The plot is dense with details and world building. While this fantasy creation is truly wonderful, engaging and fascinating, it is also riddled with information and detail so it’s thick to read. There is a large cast that is all important, many more characters than just the blurb suggests, but they are easy to follow once the basics of the world are established. The theme and central plot at its core is timeless with greed, avarice, and selfish choices of revenge and regret. Although the story changes point of view several times to follow various characters and their thought process, the main character could arguably be Grand Magician Zachary Drake.

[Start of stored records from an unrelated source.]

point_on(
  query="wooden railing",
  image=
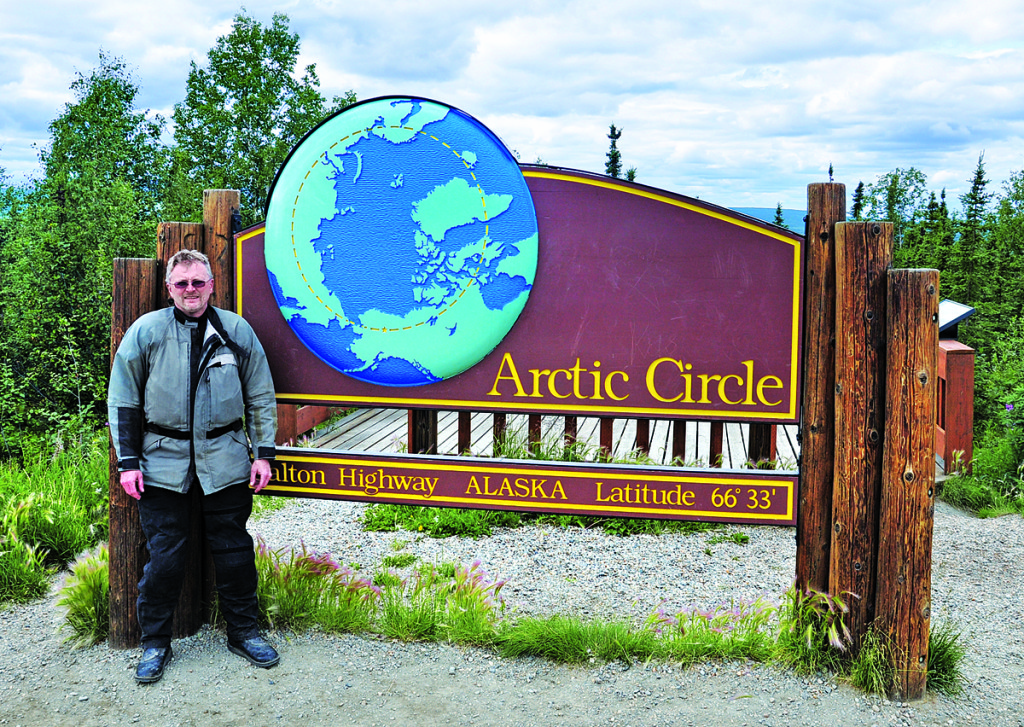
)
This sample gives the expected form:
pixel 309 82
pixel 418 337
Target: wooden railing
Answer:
pixel 954 414
pixel 295 421
pixel 761 444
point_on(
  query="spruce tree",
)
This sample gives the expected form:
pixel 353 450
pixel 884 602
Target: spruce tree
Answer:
pixel 779 219
pixel 613 167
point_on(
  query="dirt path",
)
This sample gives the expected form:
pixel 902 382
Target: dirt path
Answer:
pixel 325 680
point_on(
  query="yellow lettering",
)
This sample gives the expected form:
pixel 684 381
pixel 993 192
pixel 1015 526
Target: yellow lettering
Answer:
pixel 650 378
pixel 750 383
pixel 721 388
pixel 607 384
pixel 705 378
pixel 576 380
pixel 765 384
pixel 551 382
pixel 512 376
pixel 597 380
pixel 538 373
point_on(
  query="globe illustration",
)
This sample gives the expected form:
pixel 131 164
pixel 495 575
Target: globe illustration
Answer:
pixel 400 242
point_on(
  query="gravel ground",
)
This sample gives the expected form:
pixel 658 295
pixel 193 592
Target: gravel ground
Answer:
pixel 978 569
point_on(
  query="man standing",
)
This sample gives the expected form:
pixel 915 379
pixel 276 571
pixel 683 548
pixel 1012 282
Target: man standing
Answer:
pixel 187 384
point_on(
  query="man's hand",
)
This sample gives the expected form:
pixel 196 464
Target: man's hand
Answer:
pixel 131 480
pixel 259 476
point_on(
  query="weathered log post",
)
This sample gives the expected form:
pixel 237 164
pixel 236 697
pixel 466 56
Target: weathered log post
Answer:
pixel 904 583
pixel 863 254
pixel 136 286
pixel 422 431
pixel 825 207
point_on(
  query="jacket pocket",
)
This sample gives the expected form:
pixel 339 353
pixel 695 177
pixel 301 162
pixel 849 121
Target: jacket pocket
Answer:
pixel 226 404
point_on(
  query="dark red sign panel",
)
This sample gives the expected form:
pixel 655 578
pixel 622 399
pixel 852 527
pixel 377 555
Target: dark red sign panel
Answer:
pixel 644 304
pixel 663 493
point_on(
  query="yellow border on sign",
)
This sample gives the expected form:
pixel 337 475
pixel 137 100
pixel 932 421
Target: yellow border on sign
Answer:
pixel 701 414
pixel 735 480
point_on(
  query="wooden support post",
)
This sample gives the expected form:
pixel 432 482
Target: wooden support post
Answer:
pixel 904 586
pixel 761 444
pixel 570 431
pixel 465 432
pixel 825 207
pixel 715 451
pixel 679 441
pixel 643 435
pixel 534 431
pixel 500 429
pixel 288 427
pixel 197 588
pixel 422 431
pixel 863 254
pixel 135 290
pixel 218 208
pixel 606 440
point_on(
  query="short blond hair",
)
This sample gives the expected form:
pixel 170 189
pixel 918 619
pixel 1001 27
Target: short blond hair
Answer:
pixel 183 257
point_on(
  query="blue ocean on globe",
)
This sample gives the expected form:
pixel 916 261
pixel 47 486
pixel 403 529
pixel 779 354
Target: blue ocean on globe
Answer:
pixel 423 247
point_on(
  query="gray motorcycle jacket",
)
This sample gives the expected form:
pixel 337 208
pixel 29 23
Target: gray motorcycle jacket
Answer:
pixel 151 421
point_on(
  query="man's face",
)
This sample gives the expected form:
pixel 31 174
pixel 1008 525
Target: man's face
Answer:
pixel 190 300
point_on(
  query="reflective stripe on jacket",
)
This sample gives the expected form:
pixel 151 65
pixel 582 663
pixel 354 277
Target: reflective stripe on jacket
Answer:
pixel 147 400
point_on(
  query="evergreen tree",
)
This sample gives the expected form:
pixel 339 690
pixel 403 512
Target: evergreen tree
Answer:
pixel 98 199
pixel 857 208
pixel 971 257
pixel 779 219
pixel 897 197
pixel 243 113
pixel 613 167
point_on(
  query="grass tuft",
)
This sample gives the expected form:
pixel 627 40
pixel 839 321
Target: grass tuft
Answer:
pixel 873 670
pixel 946 651
pixel 85 598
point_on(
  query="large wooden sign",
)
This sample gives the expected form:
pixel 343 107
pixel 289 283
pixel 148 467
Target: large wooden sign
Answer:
pixel 642 303
pixel 664 493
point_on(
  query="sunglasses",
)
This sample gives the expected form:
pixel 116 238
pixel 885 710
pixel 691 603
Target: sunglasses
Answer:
pixel 198 285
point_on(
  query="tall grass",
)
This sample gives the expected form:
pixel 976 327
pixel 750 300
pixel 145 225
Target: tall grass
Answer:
pixel 52 507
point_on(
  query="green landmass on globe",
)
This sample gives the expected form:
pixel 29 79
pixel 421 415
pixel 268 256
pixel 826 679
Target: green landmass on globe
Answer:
pixel 400 242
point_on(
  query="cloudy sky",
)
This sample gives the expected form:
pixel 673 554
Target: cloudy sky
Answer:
pixel 738 102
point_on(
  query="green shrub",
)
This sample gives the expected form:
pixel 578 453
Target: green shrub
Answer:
pixel 306 588
pixel 24 576
pixel 946 651
pixel 812 632
pixel 85 598
pixel 873 669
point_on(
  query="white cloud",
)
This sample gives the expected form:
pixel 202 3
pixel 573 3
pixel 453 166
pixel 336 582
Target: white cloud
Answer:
pixel 741 102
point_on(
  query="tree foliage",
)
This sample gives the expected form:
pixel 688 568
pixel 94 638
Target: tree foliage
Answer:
pixel 613 165
pixel 244 111
pixel 779 219
pixel 98 199
pixel 857 206
pixel 897 197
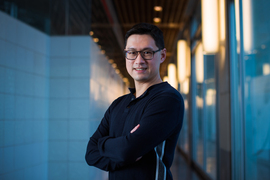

His point of view offers the most information with regards to the plot while Lord Adam Wexley’s point of view enhances the complexities of the courts and their politics.
For all the wealth of information and characters offered, this is a completely engaging and entertaining read. The ending is slightly complicated, yet beautifully drawn with evocative imagery and a solid resolution. While the plot does have extraneous information, the details add such flavor and color – it’s easy to see where the author got carried away and a pleasurable trip for readers to do so as well. If there is anything lacking, the romance element and characters lack some depth. The intricacy of the plot and world building overwhelms the story, so much so that the characters themselves are often very superficial. Their motivations are explained, but often just stated without the complexity of their personalities. This plays into problems with the shorter length for such a packed story. Along those lines the romance between two of the characters is very superficial and poorly developed. There is almost no chemistry and interest between the two men as politics, intrigue, and soul catching dominate their interactions.
The modern aspects such as cars, cell phones, elevators, clubs, and shops mixed with court politics make for a somewhat jarring reading experience at first until the pacing and flow get their stride. The absentee romance may frustrate some but the brilliant fantasy world should engage readers even over objections. The tight writing and descriptive prose create a story within the story, and a must read for fantasy lovers. Such a complex and creative world demands a sequel (or maybe that’s just me) but hopefully there will be more of this wonderful new fantasy in the future.